Suriyeli işçiler Çukurova pamuk tarlalarında yarım ücretle çalışarak Kürt işçilerin yerini aldı. İşçi sınıfı dayanışması, sınıf kardeşliği mi? Türkiyeli işçilerimizin sınıf menfaatini koruma mı? Korurken de Suriyelilerin kültürel özelliklerini, Arap’lığını, farklı Müslüman kimliklerini, hatta (politik ölçütlerle) olası cihatçı kimliklerini de katarak veya onları aşarak… Hangisi? Nasıl?

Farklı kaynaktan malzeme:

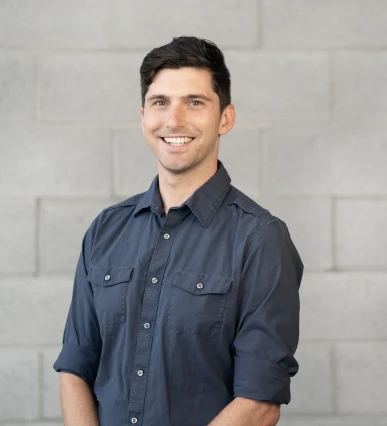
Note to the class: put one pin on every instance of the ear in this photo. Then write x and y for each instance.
(227, 119)
(142, 118)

Dünyayı değiştirmek isteyen devrimci, anti-kapitalist muhalefetin bunun gibi güçlüklerin üstesinden gelmesi gerek. Bu çaba içinde, geçmiş devrimci mücadele birikimlerini, örgütlenme, mücadele yöntemlerini, kazanımlarını hem sahiplenmek; hem de bugünün koşullarına (gerekirse aşarak) uyarlamak…

Bu çetin görevi üstlenenlere kolay gele.